1 Die gegenseitigen Pflichten aus Vertragsvorverhandlungen

Bereits bei der Anbahnung eines Arbeitsverhältnisses entstehen gegenseitige Rechte und Pflichten. Die Pflichten des Arbeitgebers beginnen schon bei der Aufgabe einer Stellenanzeige oder bei der Stellenausschreibung im Betrieb.

Das Anbahnungsverhältnis ist dadurch charakterisiert, dass zwischen den Parteien keine Hauptleistungspflichten (Arbeitsleistung, Arbeitsentgelt) bestehen. Gemäß § 241 Abs. 2 BGB kann das Schuldverhältnis aber nach seinem Inhalt jeden Teil zur Rücksicht auf die Rechte, Rechtsgüter und Interessen des anderen verpflichten. Nach § 311 Abs. 2 BGB entstehen solche Pflichten auch durch die Aufnahme von Vertragsverhandlungen und bereits bei in deren Vorfeld liegenden Anbahnungsverhandlungen.

Im Arbeitsrecht gehören zu diesen Pflichten vor allem Aufklärungs-, Mitwirkungs-, Obhuts- und Rücksichtnahmepflichten. Die beiderseitigen Rücksichtnahmepflichten gebieten dem Arbeitgeber und dem Arbeitnehmer, schon vor Abschluss des Arbeitsvertrags ungefragt auf Umstände hinzuweisen, die für den anderen Teil von wesentlicher Bedeutung sind.[1]

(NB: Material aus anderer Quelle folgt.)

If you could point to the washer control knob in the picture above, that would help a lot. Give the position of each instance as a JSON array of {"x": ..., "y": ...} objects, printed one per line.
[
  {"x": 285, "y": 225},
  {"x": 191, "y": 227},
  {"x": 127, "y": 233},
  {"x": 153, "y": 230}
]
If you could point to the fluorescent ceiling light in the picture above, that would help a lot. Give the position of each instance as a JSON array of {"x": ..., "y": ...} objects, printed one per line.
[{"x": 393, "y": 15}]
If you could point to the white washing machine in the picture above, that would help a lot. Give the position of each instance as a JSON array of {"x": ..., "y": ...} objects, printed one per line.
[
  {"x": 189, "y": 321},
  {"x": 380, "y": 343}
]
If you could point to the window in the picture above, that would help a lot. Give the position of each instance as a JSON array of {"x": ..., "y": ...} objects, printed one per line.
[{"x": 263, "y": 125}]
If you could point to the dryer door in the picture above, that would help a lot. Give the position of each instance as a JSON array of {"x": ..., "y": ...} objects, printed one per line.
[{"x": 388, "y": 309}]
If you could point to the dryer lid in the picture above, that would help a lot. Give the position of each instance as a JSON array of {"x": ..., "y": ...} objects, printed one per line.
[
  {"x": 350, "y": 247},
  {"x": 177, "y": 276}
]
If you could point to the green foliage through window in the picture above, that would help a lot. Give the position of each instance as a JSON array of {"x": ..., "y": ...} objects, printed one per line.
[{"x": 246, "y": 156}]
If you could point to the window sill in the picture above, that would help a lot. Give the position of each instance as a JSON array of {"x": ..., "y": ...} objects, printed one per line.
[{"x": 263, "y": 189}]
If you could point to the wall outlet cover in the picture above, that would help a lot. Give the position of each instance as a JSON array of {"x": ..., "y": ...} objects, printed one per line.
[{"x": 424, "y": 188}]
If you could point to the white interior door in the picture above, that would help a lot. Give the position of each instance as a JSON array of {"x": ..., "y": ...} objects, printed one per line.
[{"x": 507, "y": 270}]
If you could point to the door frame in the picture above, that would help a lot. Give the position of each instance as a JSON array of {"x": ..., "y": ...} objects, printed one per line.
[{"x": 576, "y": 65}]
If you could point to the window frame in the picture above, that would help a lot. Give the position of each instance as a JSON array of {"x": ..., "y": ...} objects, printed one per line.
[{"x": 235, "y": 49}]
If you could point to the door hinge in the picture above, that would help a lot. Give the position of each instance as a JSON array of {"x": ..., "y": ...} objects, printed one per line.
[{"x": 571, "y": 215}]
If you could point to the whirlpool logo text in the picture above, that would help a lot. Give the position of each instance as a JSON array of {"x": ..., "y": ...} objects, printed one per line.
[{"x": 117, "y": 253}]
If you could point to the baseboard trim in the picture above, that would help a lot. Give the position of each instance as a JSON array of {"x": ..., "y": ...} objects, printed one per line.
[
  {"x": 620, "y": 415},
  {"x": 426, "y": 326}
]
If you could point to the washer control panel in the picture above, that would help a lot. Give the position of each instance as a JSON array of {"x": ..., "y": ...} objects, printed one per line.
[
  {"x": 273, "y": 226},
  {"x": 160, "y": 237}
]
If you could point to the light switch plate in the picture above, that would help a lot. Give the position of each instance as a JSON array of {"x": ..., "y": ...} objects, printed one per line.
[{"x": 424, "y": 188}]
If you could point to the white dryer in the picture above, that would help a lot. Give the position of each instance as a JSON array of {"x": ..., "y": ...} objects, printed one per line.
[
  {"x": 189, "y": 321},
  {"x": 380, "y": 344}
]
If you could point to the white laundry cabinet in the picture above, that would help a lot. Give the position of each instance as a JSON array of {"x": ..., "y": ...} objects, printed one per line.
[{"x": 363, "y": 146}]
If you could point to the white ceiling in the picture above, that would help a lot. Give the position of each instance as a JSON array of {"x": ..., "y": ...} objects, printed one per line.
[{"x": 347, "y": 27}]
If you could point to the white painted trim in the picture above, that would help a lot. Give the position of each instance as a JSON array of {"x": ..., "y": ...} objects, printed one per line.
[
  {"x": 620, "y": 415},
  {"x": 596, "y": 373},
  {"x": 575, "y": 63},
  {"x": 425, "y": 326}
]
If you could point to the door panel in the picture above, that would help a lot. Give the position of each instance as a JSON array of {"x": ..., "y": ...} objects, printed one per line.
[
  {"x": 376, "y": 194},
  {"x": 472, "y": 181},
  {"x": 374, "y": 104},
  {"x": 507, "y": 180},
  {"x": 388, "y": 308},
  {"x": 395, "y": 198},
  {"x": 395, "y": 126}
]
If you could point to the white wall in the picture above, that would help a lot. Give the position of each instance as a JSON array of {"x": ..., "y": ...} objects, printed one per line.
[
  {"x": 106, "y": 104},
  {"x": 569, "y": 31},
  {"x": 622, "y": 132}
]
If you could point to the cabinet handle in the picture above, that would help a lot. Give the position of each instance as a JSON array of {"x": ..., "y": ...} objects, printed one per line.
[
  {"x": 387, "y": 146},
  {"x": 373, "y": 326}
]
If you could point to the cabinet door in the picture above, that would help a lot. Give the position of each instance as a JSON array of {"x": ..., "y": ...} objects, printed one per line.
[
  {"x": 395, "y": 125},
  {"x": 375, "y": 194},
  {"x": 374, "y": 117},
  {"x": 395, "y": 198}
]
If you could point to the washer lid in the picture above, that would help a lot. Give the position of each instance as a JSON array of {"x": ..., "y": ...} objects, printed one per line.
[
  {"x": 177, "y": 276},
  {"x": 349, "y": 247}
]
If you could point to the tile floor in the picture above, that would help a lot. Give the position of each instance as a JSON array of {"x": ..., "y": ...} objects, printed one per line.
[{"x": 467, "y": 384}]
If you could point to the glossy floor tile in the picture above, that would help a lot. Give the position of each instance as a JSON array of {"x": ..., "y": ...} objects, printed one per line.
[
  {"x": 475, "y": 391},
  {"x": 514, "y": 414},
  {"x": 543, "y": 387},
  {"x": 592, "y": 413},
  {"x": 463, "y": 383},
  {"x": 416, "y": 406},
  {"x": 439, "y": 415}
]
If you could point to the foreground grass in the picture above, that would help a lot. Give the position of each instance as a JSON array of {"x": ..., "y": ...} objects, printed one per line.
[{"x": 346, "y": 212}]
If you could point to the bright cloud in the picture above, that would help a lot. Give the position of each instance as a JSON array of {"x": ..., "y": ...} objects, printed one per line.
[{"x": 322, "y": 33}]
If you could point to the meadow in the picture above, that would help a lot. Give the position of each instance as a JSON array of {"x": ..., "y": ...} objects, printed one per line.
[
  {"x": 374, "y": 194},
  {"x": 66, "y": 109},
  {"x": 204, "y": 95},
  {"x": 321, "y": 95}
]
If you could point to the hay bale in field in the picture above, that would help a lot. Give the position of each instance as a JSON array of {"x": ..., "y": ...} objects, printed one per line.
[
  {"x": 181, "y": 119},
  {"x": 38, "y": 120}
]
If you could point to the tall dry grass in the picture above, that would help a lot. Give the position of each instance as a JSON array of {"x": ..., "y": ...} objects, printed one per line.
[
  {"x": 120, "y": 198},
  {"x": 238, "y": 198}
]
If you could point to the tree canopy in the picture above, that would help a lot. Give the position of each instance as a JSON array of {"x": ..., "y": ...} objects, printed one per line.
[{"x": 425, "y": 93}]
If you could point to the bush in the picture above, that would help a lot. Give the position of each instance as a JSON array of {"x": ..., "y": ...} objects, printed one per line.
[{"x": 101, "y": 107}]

[1] ErfK, 2021, § 611a BGB, Rz. 260.

1.1 Pflichten des Arbeitgebers

Der Arbeitgeber hat bei der Einstellungsverhandlung vor allem die Pflicht, den potenziellen Arbeitnehmer über alle Anforderungen des zu besetzenden Arbeitsplatzes zu unterrichten. Das gilt nicht für Umstände, die sich von selbst verstehen, sondern insbesondere für von der Regel abweichende Gegebenheiten, wie etwa überdurchschnittliche Anforderungen.

Eine allgemeine Aufklärungspflicht des Arbeitgebers bei der Einstellung hinsichtlich der wirtschaftlichen Situation seines Unternehmens gibt es nicht. Sie kann jedoch im Einzelfall nach Treu und Glauben gegeben sein. Wenn einem Bewerber eine Dauerstellung zugesagt wird und ihm wesentliche, entgegenstehende Umstände wie etwa ernsthafte Liquiditätsschwierigkeiten verschwiegen werden, die alsbald akut werden und zu einer vorzeitigen Beendigung des Arbeitsverhältnisses führen können, kann eine Schadensersatzpflicht des Arbeitgebers begründet sein.[1]

Allein das Bestehen einer schlechten wirtschaftlichen Lage, die dem Arbeitnehmer zudem bekannt ist, in der aber noch keine konkrete Planung besteht, einen Arbeitsplatz zu streichen, begründet noch keine Aufklärungspflicht.[2]

Die dem Arbeitgeber obliegende Aufklärungspflicht umfasst darüber hinaus die Pflicht, über aus dem Abschluss des Arbeitsvertrags resultierende besondere Gefahren aufzuklären, soweit sich diese nicht aus der Sachlage von selbst ergeben. Darüber hinaus können geplante Betriebsübergänge oder örtliche Versetzungen zu einer Aufklärungspflicht des Arbeitgebers führen.[3]

Der Arbeitgeber haftet dem Bewerber für eine schuldhafte Verletzung seiner Aufklärungspflichten im Einstellungsverfahren aus Verschulden bei Vertragsschluss gemäß § 280 Abs. 1, § 241 Abs. 2 und § 311 Abs. 2 BGB auf Schadensersatz. Dies kann auch noch nach Abschluss des Arbeitsvertrags in Betracht kommen, wenn das Arbeitsverhältnis vorzeitig aus Gründen endet oder seinen Sinn verliert, die der Arbeitgeber dem Arbeitnehmer vor Abschluss des Vertrags unter Verletzung seiner Aufklärungspflicht schuldhaft verschwiegen hat.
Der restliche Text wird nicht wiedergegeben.